The major innovations in this work are really in the delivery mechanisms that can make targeted and precise edits without the production of a highly regulated GMO [genetically modified organism]. But we also want to explore more CRISPR-Cas12a variants that can be useful for crop production, so the MII grant provides that support.”
Yiping Qi, Associate Professor, Department of Plant Science & Landscape Architecture, University of Maryland
Qi noted that a majority of the existing methods for targeted mutations or accurate genome edits depend on using transgenes (the transfer of a gene from one organism to another) that would then be regulated as GMOs. This is done essentially by delivering genetic material with agrobacteria to “infect” the plants and transfer the preferred trait.
But in the case of carrots, Qi has been investigating various delivery methods that involve the use of readily available proteins and guiding molecules to introduce the same material without the use of transgenes and agrobacteria. Besides being new to carrots, this method would enable new varieties to enter the market very quickly without requiring GMO regulations.
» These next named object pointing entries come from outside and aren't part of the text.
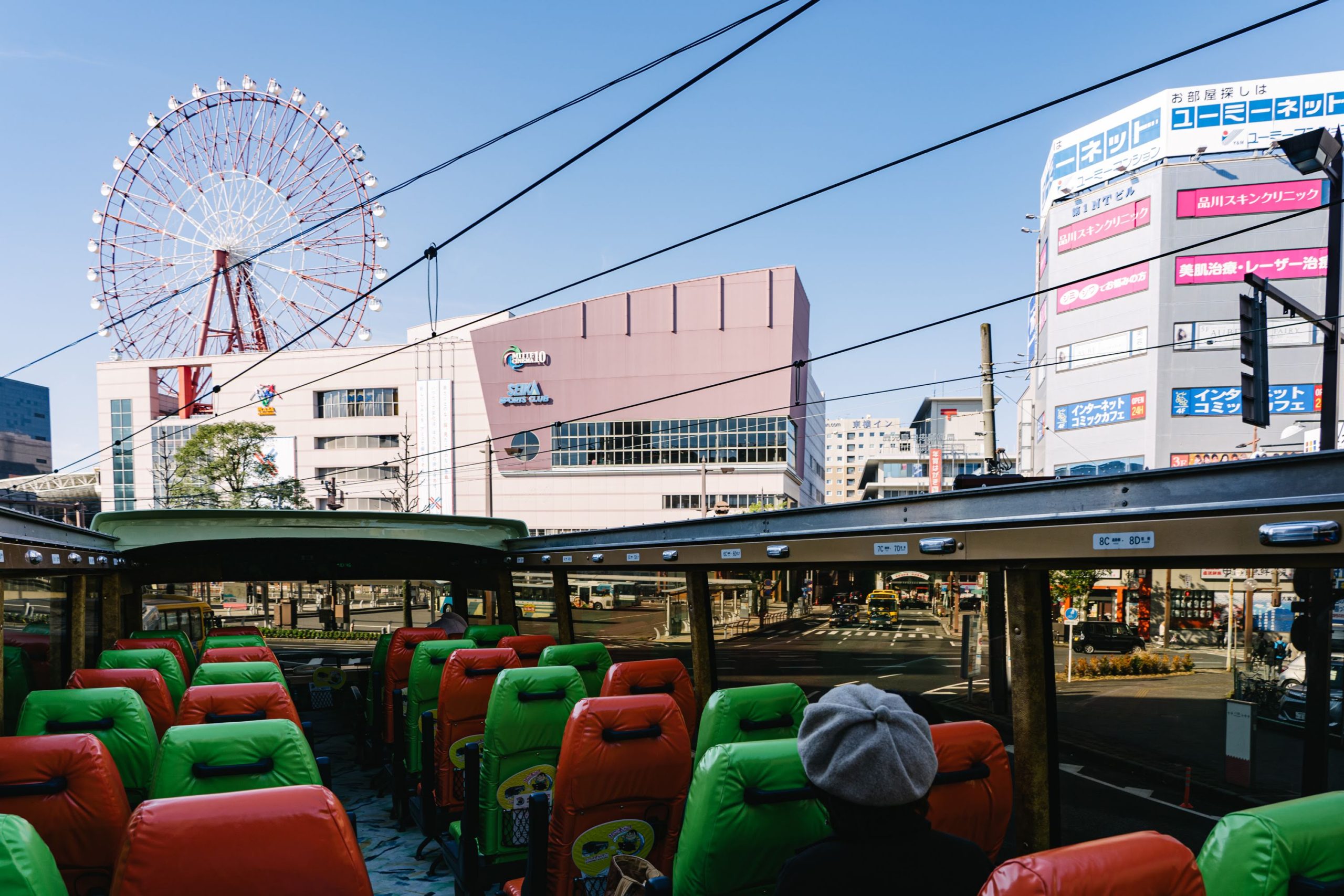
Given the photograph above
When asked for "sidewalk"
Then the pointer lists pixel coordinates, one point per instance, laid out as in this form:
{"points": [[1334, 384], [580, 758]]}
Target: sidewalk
{"points": [[1163, 726]]}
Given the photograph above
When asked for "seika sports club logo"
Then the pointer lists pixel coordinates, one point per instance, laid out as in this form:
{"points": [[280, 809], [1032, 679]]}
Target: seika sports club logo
{"points": [[517, 359]]}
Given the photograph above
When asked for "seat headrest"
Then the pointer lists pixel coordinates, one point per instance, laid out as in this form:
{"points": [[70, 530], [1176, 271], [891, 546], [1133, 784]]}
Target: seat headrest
{"points": [[320, 855], [244, 755], [1139, 864], [617, 747], [217, 704]]}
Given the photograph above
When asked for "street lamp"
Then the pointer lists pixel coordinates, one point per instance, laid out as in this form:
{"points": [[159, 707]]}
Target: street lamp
{"points": [[1309, 154]]}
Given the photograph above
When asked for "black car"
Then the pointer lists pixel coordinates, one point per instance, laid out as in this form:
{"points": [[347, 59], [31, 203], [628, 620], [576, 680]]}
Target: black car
{"points": [[1090, 637], [844, 616]]}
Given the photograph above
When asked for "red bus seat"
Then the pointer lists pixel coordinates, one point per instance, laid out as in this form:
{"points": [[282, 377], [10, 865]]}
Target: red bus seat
{"points": [[210, 704], [620, 789], [233, 630], [241, 655], [972, 793], [655, 676], [1140, 864], [527, 647], [69, 790], [464, 692], [147, 644], [398, 669], [300, 842], [148, 683]]}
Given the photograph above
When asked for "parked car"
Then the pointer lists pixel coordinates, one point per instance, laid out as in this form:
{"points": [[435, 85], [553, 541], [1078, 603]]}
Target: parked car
{"points": [[1090, 637], [844, 616], [1294, 704]]}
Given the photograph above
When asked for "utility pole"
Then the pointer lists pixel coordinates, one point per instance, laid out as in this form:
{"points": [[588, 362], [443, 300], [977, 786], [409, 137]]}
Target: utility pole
{"points": [[987, 399]]}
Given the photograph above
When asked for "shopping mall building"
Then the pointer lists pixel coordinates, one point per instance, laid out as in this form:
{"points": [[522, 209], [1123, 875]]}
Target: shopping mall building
{"points": [[557, 395], [1139, 363]]}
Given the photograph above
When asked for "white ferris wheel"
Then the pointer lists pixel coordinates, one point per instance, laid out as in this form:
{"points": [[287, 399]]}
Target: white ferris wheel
{"points": [[205, 188]]}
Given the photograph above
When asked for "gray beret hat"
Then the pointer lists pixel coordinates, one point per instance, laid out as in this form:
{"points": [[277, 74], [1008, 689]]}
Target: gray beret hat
{"points": [[867, 746]]}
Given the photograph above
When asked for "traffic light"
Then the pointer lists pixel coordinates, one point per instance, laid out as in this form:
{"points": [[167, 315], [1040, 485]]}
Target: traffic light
{"points": [[1256, 355]]}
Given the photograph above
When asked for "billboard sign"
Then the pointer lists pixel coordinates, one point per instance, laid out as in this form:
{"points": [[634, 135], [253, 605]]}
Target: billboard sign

Hopefully, we can take advantage of these technologies to develop some interesting and useful plants that have consumer benefits. For example, we are targeting a gene to help the carrot accumulate more beta carotene, which can boost nutritional value. We are also targeting two genes that can potentially be knocked out to create a hypoallergenic carrot that could be eaten by those with certain allergies.”
Yiping Qi, Associate Professor, Department of Plant Science & Landscape Architecture, University of Maryland
Besides the fact that the varieties could be useful in and of themselves, the study can come up with a process for genome editing in carrots that has not been developed earlier. This will lead to substantial time savings when compared to conventional breeding, and Qi believes this will motivate several researchers and breeders to contemplate the possibilities of this technology in crops such as carrots.
“The whole project is to develop new technology for genome editing in more niche or minor crops that can have major impacts,” reiterates Qi. “Not much work has been previously done in carrots, and I hope this will open up a lot of doors for gene editing in other root vegetables and more.”
Apart from this research with familiar variants of CRISPR-Cas12a, Qi is also looking for novel variants that are ideal for crop genome editing. Qi’s recent study that contributed six novel variants of CRISPR-Cas12a (never before established in plants) was awarded UMD Life Sciences Innovation of the Year.
Such patent-pending tools increase the scope of the use of CRISPR-Cas12a in plants, which can help more effective food production to fight hunger. Thanks to new funding from MII, Qi will continuously explore new patentable CRISPR variants, in his quest to identify more tools that are efficient at lower temperatures.
For work in human cells, gene editing is happening at the temperature of the human body, which is almost 100 degrees Fahrenheit. This is the optimal temperature for most CRISPR systems, but this isn’t the best temperature for doing work in plants. All that work needs to be done around room temperature where plants can comfortably grow. So finding tools that are optimized for this lower temperature application is important for advancing genome editing in crops.”
Yiping Qi, Associate Professor, Department of Plant Science & Landscape Architecture, University of Maryland
Qi and his colleagues have determined a proprietary pipeline for finding new candidate CRISPR variants. He will initially investigate these candidates in tomatoes and rice to increase the scope of gene editing in crops.